Lágrimas

Lágrimas


And as you move on, remember me

E assim que você seguir em frente, lembre-se de mim

Remember us and all we used to be

Lembre-se de nós e de como costumávamos ser

I've watched you sleeping for a while

Eu observei você dormir por um instante

I'd be the father of your child

Eu seria o pai de seu filho

I'd spend a lifetime with you

Eu passaria uma vida inteira com você

I know your fears and you know mine

Eu conheço seus medos e você conhece os meus

We've had doubts but now we're fine

Nós tivemos dúvidas, mas agora estamos bem

And I love you, I swear, it's true

E eu te amo, eu juro, é verdade

I cannot live without you

Eu não posso viver sem você

Goodbye, my lover

Adeus, meu amado

Goodbye, my friend

Adeus, meu amigo

You have been the one

Você foi o único

You have been the one

Você foi o único para mim

Não chorem! É uma ordem!” - era tudo o que dizia aquele bilhete que fora escrito com a inconfundível letra de seu ex-rei. E apesar de Sinbad ter deixado seu desejo bem claro, assim que Drakon terminou de ler aquele carta, endereçada a seus generais, e que tinha apenas uma única linha, todos se puseram a chorar. Todos… exceto Ja’far.

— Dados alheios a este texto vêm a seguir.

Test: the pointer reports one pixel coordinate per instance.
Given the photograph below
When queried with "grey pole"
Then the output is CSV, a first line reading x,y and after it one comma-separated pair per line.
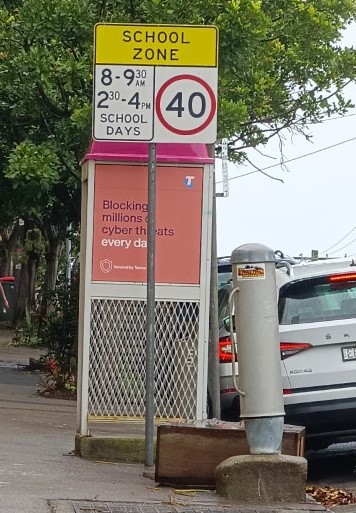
x,y
151,303
213,360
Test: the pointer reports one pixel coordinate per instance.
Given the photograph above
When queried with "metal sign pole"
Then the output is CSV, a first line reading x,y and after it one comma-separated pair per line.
x,y
151,303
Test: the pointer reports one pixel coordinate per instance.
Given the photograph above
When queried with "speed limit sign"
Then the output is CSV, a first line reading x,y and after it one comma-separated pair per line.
x,y
186,107
153,83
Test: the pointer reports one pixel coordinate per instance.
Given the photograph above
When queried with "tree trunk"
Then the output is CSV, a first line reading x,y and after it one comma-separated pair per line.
x,y
21,304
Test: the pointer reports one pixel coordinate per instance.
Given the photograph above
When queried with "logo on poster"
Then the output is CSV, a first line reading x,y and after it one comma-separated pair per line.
x,y
188,182
106,265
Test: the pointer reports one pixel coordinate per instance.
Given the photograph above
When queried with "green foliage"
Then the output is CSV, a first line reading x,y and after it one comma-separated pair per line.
x,y
59,332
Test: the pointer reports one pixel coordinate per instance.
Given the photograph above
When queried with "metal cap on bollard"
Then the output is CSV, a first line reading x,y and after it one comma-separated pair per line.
x,y
251,253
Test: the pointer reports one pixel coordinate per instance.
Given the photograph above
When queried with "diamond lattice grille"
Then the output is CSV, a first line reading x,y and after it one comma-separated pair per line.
x,y
117,358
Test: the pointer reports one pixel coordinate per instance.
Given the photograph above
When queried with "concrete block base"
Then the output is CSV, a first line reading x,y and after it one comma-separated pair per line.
x,y
262,478
129,450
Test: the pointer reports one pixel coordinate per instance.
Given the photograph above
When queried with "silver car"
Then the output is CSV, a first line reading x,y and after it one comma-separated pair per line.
x,y
317,325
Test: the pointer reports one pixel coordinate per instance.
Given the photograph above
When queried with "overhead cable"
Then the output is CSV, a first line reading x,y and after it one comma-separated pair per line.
x,y
293,159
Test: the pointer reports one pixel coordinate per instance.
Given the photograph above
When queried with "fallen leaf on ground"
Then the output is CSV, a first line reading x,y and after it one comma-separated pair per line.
x,y
329,496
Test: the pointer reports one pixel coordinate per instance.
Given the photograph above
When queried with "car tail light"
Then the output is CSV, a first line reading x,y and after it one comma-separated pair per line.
x,y
289,348
342,277
225,355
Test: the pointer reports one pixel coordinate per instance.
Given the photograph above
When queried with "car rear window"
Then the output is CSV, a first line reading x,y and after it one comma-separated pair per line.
x,y
317,299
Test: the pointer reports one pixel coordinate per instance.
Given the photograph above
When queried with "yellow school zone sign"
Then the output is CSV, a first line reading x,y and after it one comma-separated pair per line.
x,y
156,45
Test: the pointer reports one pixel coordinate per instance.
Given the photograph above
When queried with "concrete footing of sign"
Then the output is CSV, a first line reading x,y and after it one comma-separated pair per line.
x,y
123,449
262,478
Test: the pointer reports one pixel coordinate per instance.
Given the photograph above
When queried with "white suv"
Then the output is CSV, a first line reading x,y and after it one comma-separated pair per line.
x,y
317,324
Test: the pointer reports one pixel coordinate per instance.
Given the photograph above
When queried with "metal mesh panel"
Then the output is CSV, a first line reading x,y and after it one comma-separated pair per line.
x,y
117,358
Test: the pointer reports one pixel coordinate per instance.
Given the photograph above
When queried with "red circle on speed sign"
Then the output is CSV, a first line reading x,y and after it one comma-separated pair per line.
x,y
197,129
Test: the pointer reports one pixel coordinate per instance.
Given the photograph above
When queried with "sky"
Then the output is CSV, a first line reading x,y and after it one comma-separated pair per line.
x,y
315,206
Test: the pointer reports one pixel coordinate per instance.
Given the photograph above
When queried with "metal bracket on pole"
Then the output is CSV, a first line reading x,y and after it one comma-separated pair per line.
x,y
225,171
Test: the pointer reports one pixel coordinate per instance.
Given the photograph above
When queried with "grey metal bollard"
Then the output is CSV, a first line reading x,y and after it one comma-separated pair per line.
x,y
260,380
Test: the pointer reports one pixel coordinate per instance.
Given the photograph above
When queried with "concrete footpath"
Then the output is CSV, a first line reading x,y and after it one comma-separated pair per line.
x,y
40,474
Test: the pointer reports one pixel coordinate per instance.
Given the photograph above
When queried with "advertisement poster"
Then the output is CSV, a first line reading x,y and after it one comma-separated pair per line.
x,y
120,224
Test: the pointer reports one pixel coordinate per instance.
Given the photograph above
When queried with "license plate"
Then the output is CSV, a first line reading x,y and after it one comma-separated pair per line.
x,y
348,353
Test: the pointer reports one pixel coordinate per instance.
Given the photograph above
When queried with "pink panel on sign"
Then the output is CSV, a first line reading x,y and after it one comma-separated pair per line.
x,y
120,224
138,152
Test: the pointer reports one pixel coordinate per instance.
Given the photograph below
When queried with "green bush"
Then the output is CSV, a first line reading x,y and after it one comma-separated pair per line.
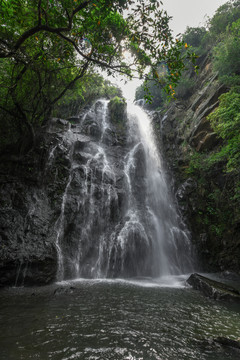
x,y
117,110
225,121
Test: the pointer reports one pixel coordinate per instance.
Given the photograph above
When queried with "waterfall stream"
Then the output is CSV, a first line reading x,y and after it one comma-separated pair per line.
x,y
118,217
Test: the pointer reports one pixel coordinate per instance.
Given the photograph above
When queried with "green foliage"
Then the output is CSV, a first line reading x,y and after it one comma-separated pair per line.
x,y
197,38
224,17
155,90
225,121
84,92
47,46
226,55
117,108
185,87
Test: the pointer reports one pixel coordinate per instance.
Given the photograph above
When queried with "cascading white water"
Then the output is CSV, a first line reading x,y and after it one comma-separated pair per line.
x,y
167,230
125,222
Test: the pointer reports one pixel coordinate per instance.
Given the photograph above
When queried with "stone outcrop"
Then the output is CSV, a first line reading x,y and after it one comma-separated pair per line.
x,y
32,192
186,136
214,289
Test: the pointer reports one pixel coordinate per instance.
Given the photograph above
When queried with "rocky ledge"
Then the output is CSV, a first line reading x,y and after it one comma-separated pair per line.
x,y
213,289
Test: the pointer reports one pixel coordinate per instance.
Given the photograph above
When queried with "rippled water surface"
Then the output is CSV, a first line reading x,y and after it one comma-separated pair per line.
x,y
114,320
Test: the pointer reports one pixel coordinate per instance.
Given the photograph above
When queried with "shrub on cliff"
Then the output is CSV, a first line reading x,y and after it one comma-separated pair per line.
x,y
117,110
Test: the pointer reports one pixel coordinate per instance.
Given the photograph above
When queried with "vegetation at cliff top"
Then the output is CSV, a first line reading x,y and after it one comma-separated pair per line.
x,y
47,46
220,40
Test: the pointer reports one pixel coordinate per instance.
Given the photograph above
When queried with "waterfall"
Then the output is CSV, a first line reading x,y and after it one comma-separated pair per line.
x,y
118,217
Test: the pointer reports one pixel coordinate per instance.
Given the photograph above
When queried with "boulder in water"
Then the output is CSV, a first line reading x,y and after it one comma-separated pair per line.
x,y
213,289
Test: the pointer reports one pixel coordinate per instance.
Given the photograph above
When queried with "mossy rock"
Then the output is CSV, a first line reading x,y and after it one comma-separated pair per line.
x,y
117,110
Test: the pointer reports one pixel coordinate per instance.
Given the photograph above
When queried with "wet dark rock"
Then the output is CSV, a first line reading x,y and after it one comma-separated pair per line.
x,y
227,342
64,290
213,289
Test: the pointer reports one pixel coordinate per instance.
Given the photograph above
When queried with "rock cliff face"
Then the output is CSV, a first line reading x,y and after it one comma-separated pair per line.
x,y
204,195
34,210
90,201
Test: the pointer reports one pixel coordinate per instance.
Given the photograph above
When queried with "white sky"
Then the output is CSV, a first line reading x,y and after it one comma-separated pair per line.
x,y
192,13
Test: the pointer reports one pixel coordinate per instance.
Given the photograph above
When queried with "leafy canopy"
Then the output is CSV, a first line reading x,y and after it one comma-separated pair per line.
x,y
46,46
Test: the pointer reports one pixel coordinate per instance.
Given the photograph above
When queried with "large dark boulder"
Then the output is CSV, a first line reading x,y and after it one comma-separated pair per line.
x,y
213,289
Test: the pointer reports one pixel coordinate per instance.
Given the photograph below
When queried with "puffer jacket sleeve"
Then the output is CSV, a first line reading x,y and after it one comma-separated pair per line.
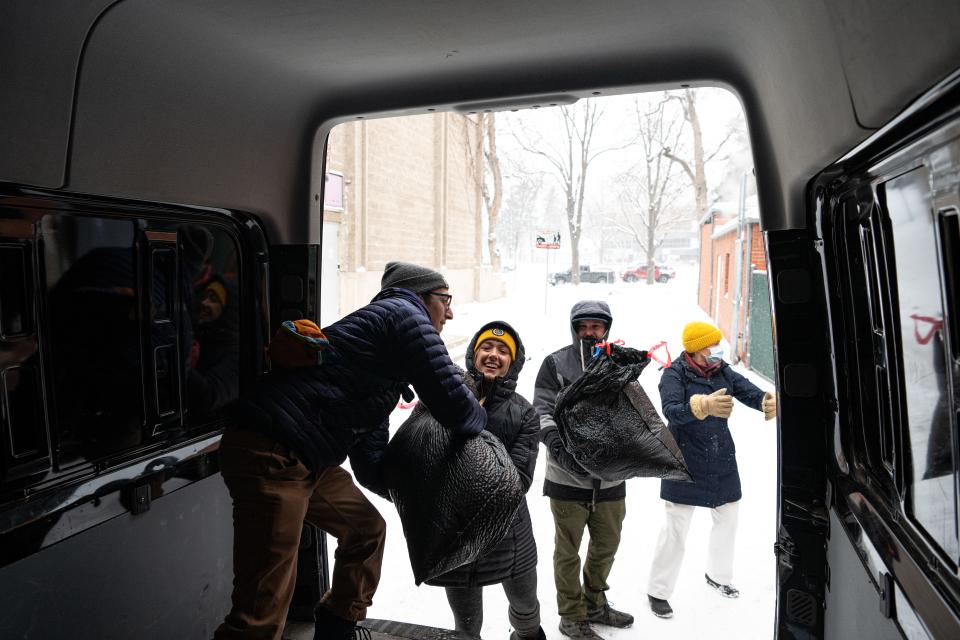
x,y
434,376
526,445
366,460
673,398
545,391
743,390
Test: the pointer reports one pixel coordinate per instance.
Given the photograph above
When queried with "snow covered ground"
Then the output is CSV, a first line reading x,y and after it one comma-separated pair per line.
x,y
642,316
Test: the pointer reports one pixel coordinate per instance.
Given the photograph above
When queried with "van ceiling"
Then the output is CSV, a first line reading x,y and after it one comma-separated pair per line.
x,y
218,102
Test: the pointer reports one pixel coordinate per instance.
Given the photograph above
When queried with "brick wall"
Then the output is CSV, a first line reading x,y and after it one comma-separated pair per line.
x,y
411,192
717,272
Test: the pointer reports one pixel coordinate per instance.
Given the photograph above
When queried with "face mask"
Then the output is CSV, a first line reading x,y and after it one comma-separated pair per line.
x,y
716,355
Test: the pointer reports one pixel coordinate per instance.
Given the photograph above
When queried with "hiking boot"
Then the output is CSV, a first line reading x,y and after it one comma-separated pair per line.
x,y
328,626
661,608
609,616
578,629
726,590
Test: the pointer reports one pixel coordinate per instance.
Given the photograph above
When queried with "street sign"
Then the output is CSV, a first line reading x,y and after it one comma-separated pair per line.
x,y
548,239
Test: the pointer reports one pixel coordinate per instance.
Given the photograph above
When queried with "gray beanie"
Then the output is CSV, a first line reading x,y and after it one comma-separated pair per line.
x,y
407,275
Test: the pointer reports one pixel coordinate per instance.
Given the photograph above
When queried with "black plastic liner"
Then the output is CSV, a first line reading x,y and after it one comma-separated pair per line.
x,y
456,498
609,425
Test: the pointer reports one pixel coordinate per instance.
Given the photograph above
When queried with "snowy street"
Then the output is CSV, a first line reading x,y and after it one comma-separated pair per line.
x,y
643,315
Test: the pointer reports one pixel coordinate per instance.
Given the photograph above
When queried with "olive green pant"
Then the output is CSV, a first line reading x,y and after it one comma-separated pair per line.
x,y
604,525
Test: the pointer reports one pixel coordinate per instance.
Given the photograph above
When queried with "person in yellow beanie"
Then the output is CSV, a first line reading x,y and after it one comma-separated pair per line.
x,y
494,359
696,395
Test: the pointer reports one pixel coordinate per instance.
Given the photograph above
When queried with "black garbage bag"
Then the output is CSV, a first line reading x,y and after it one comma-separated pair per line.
x,y
456,497
609,425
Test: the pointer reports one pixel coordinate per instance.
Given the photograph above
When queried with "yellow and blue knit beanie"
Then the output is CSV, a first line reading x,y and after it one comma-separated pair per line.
x,y
700,335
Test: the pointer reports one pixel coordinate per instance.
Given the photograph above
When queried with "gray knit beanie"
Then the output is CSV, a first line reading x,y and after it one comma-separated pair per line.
x,y
407,275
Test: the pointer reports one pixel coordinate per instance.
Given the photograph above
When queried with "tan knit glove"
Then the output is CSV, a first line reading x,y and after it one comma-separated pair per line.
x,y
717,404
769,406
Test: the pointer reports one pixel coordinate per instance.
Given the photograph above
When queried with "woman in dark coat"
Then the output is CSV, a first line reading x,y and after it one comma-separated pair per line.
x,y
696,394
212,381
494,359
295,427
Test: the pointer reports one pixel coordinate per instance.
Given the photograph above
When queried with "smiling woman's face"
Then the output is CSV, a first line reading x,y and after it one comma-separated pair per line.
x,y
492,359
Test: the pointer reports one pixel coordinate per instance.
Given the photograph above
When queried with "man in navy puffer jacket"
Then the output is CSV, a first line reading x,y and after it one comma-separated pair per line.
x,y
281,462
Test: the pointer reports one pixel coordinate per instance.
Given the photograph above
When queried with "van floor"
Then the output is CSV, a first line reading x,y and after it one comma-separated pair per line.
x,y
382,630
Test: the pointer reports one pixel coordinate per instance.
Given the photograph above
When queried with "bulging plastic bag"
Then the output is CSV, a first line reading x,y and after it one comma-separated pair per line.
x,y
609,425
456,497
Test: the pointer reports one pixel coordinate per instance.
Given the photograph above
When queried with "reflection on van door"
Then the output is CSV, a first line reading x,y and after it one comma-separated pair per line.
x,y
330,274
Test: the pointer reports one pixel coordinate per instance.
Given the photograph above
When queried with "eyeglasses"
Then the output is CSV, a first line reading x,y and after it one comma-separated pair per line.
x,y
446,298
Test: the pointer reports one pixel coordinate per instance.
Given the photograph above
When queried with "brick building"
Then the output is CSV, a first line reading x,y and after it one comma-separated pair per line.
x,y
402,189
719,231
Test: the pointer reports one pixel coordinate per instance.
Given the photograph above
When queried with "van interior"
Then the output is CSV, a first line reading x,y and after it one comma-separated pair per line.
x,y
194,128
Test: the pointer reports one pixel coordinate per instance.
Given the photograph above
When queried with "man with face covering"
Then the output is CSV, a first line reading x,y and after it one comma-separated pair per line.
x,y
577,499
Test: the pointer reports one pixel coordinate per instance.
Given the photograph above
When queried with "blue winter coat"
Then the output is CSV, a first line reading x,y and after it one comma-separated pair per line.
x,y
324,412
707,445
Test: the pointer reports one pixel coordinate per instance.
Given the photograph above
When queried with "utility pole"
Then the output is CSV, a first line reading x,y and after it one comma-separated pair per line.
x,y
738,271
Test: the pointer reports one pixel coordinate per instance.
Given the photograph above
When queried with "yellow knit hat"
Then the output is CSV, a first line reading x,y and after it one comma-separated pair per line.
x,y
700,335
498,334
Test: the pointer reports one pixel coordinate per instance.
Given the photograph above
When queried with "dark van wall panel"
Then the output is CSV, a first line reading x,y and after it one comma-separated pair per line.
x,y
171,110
39,51
880,53
166,573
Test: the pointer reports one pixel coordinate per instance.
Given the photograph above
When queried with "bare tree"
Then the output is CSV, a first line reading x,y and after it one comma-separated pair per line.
x,y
696,167
569,160
516,221
488,177
648,191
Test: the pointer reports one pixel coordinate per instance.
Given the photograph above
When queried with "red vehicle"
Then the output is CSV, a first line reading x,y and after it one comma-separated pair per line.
x,y
661,273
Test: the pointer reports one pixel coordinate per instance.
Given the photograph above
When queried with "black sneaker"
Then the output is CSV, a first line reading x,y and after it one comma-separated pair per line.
x,y
661,608
726,590
609,616
328,626
578,629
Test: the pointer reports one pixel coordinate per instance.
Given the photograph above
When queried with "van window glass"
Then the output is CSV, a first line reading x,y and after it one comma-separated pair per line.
x,y
94,335
22,411
931,500
213,376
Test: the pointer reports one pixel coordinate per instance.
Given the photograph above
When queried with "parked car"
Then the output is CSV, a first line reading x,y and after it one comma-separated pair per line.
x,y
661,273
587,274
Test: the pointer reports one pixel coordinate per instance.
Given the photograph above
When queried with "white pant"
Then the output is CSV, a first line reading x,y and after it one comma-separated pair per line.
x,y
670,546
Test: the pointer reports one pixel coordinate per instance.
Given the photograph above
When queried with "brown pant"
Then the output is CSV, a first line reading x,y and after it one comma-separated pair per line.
x,y
273,493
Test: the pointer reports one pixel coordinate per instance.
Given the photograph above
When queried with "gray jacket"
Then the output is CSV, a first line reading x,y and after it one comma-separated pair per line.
x,y
565,479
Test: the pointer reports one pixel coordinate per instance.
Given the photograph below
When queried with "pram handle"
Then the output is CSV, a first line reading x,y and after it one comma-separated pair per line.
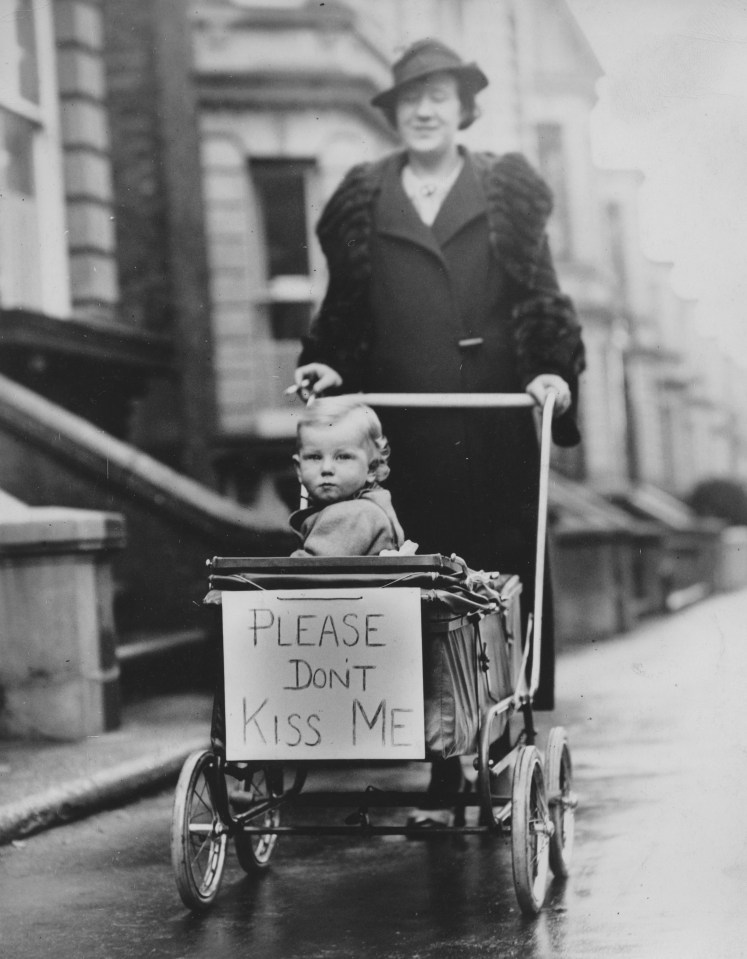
x,y
497,401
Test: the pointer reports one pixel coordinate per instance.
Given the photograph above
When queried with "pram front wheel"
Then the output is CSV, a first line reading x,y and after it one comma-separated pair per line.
x,y
530,831
561,801
255,850
198,837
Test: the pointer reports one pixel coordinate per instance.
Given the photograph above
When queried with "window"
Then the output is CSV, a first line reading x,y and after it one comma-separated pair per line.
x,y
550,151
280,188
33,265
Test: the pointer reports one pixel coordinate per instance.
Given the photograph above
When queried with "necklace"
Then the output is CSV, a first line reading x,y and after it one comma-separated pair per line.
x,y
429,188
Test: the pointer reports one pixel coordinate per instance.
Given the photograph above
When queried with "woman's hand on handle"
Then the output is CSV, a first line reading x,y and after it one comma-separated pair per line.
x,y
316,378
541,385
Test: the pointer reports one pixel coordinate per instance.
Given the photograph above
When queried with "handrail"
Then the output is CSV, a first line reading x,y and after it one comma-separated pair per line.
x,y
73,438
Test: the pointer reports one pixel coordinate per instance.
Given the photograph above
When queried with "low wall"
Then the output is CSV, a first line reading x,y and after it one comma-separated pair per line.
x,y
48,455
59,676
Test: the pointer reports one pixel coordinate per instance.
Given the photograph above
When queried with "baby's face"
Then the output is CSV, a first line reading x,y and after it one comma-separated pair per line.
x,y
333,461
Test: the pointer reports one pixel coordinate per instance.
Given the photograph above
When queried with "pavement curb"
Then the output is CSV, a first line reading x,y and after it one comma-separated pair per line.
x,y
89,794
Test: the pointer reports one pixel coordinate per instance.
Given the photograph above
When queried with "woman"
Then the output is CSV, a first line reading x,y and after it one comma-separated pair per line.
x,y
441,280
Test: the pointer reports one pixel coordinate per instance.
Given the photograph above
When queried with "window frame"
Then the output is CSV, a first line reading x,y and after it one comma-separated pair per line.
x,y
52,281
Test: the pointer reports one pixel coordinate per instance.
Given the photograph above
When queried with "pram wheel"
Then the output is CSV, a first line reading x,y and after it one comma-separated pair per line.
x,y
198,837
530,831
561,800
255,850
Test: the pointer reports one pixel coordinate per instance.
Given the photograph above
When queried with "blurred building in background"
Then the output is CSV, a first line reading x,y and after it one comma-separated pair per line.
x,y
162,168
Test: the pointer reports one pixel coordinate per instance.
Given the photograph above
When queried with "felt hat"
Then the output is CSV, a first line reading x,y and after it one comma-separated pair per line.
x,y
423,58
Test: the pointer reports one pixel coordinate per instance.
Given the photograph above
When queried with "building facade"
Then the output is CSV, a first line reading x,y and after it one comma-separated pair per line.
x,y
163,169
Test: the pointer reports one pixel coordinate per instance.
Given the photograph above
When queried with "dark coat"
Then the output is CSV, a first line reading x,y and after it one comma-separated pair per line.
x,y
401,297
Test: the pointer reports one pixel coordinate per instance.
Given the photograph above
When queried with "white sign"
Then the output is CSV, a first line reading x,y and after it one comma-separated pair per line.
x,y
323,674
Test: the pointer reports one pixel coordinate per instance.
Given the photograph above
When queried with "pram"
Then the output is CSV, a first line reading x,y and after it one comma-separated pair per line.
x,y
376,660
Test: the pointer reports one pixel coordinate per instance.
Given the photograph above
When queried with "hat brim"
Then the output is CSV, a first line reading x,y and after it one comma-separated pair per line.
x,y
468,74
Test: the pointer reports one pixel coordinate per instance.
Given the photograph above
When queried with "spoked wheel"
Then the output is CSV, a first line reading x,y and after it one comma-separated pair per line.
x,y
255,851
198,838
561,801
530,831
495,743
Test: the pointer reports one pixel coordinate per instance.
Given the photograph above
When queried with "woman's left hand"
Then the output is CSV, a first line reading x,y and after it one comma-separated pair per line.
x,y
541,385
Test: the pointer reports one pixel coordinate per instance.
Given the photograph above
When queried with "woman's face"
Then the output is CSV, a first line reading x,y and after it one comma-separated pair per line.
x,y
428,114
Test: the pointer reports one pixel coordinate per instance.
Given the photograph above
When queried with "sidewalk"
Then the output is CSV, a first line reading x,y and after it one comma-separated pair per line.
x,y
43,784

No canto da sala de reunião do palácio, lugar onde costumavam se reunir na presença dele, o conselheiro de Sindria se manteve impassível. A palidez em seu rosto estava mais forte que o normal enquanto ele sentia os dedos, entrelaçados abaixo do peito, tremerem.

Tomados pela dor de perder alguém que fora mais que seu soberano, os generais lamentavam aquela perda irreparável. Como não chorariam? Até mesmo em seu último pensamento, destinado a eles, seu rei desejava apenas a felicidade de todos.

Sinbad tinha sido seu líder, o melhor amigo de seus subordinados, ajudando-os de tantas formas. Mas para Ja’far sua majestade tinha sido muito mais que tudo aquilo. Foram vinte anos ao lado daquele por quem se apaixonou e cumpriu o que havia prometido: Sinbad havia se tornado seu caminho, seu guia, sua luz. Subitamente tudo o que existia a sua frente era um caminho tortuoso e sombrio. Como se aquele que o guiava por entre a escuridão, segurando sua mão, subitamente a soltasse e o deixasse perdido e sem rumo.

Ele assistiu por pouco tempo a dor de seus amigos, pois assim que se viu alvo do olhar preocupado de Hinahoho, Ja’far se alarmou. Sendo ele quem os conhecia há mais tempo, era natural que imaginasse, mais que ninguém, o quanto o ex-conselheiro do rei estava sofrendo.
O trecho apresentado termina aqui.